The Art of Forgetting
Every time a plane rises something sets off in me. I can't explain it. I suppose all of a sudden I become reflective, pondering the excitement I feel for the next chapter in my life, or the jaded apathy I wonder if I shouldn't feel. Flying is isolating- no phones, no internet, not much movement- and really allows my mind the freedom to play within itself. Perhaps my too-sensitive imagination caused the problem, or maybe it was just growing up and finding something to be afraid of losing, but not too long ago flying began to make me anxious. “Where are the exits? What would I say if I got one phone call? Etc...” Very morbid, I know. Too bad I love traveling so much! I suppose then I figured out that anxiety is best dealt with unconsciously- which is now how I choose to spend most of my flights.
Perhaps this is my way of running away from what de Button describes as his accidentally bringing himself along with him in his travels. I pack everything, literally everything except what I brought, into storage and get hyped up for this adventure only to find I have to deal with my hang-ups along the way? My imagination, my images of this future, somehow included me packing and storing those away as well.
I did not come with many expectations, but I must admit I had a grand ol' time compiling my own subconscious stock-images of beautiful sights: late night dancing to heart-throbbing bass and losing my breath, huge smiles beside new friends I would make, sitting outside and conversing beneath my furrowed intellectual eyebrows with a professor. It rings too true for me that to some the imagination is the best medium for adventure, but as I have mentioned, my decision to come to Berlin was a purposeful crushing of the part of myself that thinks, and thinks, and thinks, and never moves.

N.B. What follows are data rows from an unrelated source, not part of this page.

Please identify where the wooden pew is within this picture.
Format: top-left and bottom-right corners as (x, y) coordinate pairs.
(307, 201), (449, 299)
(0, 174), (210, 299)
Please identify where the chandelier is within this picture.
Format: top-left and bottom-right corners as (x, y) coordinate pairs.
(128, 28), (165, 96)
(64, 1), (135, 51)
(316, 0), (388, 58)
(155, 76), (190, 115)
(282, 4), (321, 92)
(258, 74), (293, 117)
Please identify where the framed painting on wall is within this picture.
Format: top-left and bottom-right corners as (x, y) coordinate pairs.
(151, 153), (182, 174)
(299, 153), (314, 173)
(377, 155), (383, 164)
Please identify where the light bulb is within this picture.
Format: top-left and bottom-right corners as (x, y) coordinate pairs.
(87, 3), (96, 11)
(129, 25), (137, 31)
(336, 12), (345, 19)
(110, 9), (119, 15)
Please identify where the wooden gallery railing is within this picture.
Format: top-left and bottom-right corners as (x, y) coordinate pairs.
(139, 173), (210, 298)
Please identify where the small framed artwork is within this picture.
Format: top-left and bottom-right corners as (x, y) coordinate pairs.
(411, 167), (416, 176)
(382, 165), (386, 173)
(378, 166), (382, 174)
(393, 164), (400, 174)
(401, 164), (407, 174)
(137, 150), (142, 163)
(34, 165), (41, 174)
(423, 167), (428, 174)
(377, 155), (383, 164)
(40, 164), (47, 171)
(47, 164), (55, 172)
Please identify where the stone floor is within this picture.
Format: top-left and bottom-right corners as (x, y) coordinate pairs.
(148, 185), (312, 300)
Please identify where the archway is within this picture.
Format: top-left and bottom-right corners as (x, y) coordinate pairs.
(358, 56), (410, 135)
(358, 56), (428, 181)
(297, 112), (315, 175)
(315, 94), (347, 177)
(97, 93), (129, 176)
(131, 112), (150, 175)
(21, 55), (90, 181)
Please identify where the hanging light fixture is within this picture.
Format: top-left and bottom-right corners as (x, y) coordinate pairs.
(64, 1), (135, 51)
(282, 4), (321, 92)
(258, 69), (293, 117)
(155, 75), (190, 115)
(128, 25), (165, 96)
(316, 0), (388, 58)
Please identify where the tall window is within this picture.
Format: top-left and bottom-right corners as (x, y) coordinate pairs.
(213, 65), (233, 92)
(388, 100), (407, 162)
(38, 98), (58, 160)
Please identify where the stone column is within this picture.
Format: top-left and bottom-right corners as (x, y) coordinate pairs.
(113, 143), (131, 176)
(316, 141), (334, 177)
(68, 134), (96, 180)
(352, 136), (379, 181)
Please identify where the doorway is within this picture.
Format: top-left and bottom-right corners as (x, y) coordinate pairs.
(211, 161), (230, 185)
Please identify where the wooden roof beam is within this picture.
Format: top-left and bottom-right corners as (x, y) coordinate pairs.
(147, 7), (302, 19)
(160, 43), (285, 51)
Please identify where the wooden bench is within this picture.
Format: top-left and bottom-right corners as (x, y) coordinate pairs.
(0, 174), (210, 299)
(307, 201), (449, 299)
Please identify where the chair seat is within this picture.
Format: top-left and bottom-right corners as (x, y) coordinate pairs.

On my arrival here I can not really say I wasn't expecting a confrontation with those peripheries of the painting, the things the artist doesn't care to represent. Examples including that my boyfriend of two years, D, and I don't know how to manage adjacent anxieties; I can't seem to keep ahold of my money; the German's really don't care if you couldn't read the sign they'll give you a ticket anyway; and holy hell, it's cold. My expectation of these matters are met with some apathy, some awe.
However, some find the most interesting parts of a pictorial representation lie in the process. Many memories, like pictures, tend to only show you the main, or intended, content. My first moments in Berlin, while getting off the plane, was a delicate portrait of my cigarette smoke disappearing into the sunrise over a foreign cityscape, soundtracked by the tense buzzing of my brain waiting for the moment when we find a cab. That said, I don't remember everything; I don't care to remember everything. It could have been everything I wanted, and for all intensive purposes, it was.